Switzerland’s banking sector is poised for potential changes in its rules to prevent bank runs, with discussions focusing on measures that could include limits on withdrawals and the imposition of fees for account exits. Sergio Ermotti, Chief Executive Officer of UBS Group, recently addressed this issue, shedding light on the anticipated timeline and its potential impact on the Swiss banking landscape.
Ermotti expressed confidence that Switzerland would uphold its high banking standards and not be at a disadvantage compared to other global jurisdictions. During the presentation of UBS’s third-quarter results, he reassured analysts by stating, “I don’t see us being particularly disadvantaged compared to any other jurisdictions in terms of liquidity ordinance.”
However, Ermotti acknowledged that the process of implementing new banking rules to prevent bank runs would take time. He anticipated that it would be “months and months before the full analysis of what happened will translate into concrete actions.” He also acknowledged the challenges of tracking various ideas and proposals reported in the media.

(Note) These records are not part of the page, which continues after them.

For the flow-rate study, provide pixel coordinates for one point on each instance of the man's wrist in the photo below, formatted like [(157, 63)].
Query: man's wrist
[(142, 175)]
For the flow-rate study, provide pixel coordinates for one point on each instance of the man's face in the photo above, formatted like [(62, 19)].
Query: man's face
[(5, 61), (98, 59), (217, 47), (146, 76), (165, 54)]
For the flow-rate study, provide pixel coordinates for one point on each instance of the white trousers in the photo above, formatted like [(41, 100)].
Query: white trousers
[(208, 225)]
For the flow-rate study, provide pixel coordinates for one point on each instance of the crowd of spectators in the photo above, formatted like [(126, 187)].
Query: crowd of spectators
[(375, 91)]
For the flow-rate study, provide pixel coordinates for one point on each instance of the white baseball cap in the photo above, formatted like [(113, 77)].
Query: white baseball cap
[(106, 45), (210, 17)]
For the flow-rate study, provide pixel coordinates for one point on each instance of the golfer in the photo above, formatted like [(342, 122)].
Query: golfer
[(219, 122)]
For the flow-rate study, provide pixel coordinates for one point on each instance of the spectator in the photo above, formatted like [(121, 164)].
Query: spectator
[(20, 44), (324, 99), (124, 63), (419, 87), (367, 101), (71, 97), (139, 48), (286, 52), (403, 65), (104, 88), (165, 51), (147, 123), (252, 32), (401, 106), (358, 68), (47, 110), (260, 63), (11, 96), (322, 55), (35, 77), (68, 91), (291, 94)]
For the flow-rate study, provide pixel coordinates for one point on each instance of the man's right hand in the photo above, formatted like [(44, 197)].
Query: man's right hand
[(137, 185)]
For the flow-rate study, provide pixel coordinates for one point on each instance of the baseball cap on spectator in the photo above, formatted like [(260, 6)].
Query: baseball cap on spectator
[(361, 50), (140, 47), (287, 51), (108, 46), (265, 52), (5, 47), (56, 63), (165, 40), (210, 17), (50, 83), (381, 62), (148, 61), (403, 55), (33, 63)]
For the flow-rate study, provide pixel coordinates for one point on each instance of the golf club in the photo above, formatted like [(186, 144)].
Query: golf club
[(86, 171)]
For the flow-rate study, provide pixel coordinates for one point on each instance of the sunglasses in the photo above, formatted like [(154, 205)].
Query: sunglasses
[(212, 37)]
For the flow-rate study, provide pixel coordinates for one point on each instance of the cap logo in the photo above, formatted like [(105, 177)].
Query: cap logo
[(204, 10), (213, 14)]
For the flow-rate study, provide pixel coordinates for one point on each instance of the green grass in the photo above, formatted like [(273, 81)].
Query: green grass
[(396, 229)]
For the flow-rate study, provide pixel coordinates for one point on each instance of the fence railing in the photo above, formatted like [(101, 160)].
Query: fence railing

Ermotti dismissed speculation regarding specific measures such as limiting withdrawals and imposing exit fees, suggesting that these might not be part of the eventual regulatory package. He noted that the too-big-to-fail review, scheduled to be presented in the spring, was still in the early stages, and even the Swiss finance minister had not taken an official stance on the matter.
The notion of staggering a greater portion of withdrawals over an extended period, as reported by Reuters, was mentioned as one option under consideration. However, Finance Minister Karin Keller-Sutter clarified that this specific measure was not currently on the table as part of Switzerland’s review of financial regulations.
UBS’s Chief Financial Officer, Todd Tuckner, also weighed in on the issue, explaining how the bank was addressing the challenge of making deposits more stable and less prone to sudden withdrawals. He highlighted that clients were increasingly transitioning into fixed-term preferred deposits, which tend to be more “sticky” over the term. Tuckner emphasized that client relationships with the bank were typically built over many years and were designed to last for an extended period.
The potential changes in Switzerland’s banking rules reflect a broader concern about financial stability and the prevention of bank runs, which can have destabilizing effects on the banking sector and the broader economy. The Swiss government and financial authorities are carefully considering various measures to bolster the resilience of the banking system and protect depositors’ interests.
Sergio Ermotti’s remarks underscore the importance of maintaining Switzerland’s reputation for sound and secure banking practices. The country has long been known for its financial stability, and any modifications to banking regulations are likely to be executed with great care and prudence to ensure the continued health of the Swiss banking industry. As discussions progress and concrete actions emerge in the coming months, Switzerland will aim to strike a balance between safeguarding its financial system and maintaining its status as a global banking hub.